Man this sounds strange! the bit that I would love to know (as well as you, I'm sure) is the clock time in real life and in the dream. did you have all the nightmares over the period of a minute or did I misread?

----------


## Goose42

> Man this sounds strange! the bit that I would love to know (as well as you, I'm sure) is the clock time in real life and in the dream. did you have all the nightmares over the period of a minute or did I misread?



I don't know how long the dream took. It felt like it lasted a long time. But time in dreams is relative. I know for sure I was asleep from about 2:15am until 3:51am.
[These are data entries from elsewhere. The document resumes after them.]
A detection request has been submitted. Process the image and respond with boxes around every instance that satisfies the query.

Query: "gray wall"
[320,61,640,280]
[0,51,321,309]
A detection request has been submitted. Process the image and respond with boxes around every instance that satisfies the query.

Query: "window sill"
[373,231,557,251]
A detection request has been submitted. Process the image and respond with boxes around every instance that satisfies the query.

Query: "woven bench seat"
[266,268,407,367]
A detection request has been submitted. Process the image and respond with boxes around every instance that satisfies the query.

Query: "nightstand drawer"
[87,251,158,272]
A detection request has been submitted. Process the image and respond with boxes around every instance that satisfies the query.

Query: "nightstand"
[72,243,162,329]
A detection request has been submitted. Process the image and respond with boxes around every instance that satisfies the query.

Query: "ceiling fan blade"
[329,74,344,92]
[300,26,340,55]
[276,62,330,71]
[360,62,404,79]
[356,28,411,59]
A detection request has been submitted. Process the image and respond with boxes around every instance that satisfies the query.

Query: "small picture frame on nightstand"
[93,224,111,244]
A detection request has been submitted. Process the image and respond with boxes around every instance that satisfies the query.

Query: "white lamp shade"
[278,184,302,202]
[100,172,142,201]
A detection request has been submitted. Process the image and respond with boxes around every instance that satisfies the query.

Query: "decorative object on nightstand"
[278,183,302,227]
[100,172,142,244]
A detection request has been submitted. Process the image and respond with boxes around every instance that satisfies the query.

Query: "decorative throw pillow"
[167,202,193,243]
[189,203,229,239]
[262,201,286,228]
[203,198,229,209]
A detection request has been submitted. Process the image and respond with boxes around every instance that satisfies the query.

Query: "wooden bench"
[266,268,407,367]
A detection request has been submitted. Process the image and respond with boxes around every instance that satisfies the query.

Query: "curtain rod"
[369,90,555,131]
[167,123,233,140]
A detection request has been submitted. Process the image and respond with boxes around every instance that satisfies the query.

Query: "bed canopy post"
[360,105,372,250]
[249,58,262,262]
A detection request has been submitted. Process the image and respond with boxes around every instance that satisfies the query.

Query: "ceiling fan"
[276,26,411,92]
It's just weird that I was able to read the clock in my dream. Usually reading things like numbers are hard to process in dreams. Which makes me think maybe I was partially waking up over and over again and actually seeing my dark bedroom with the glowing clock, then slipping back into my dream....

----------


## cathalh67

> I don't know how long the dream took. It felt like it lasted a long time. But time in dreams is relative. I know for sure I was asleep from about 2:15am until 3:51am.
> 
> It's just weird that I was able to read the clock in my dream. Usually reading things like numbers are hard to process in dreams. Which makes me think maybe I was partially waking up over and over again and actually seeing my dark bedroom with the glowing clock, then slipping back into my dream....



Hey , I just read this now and it really freaked me out , I kept checking if i was awake and stuff. But what freaked me out the most was that this all took place at 3 am 
I dont know if you know or not but its called the withching hour, its like when all the demons get really active. I always have false awakenings , and I think "Oh no something scary is going to happen"..... and it does , one time a woman dressed in black ran from the back of the room and jumped on my bed. I remember in the dream that just before she jumped I got up and like tackled her and shouted, then I woke up , also in other dreams I basicly told the bad things to F*** off and they did so thats some advice  ::D:

----------


## Zoth

Please don't post in old threads. That is considered necroing and since the OP hasn't posted in quite a few time, you will be better of creating a new topic. Thank you  :smiley: 

Closed.

----------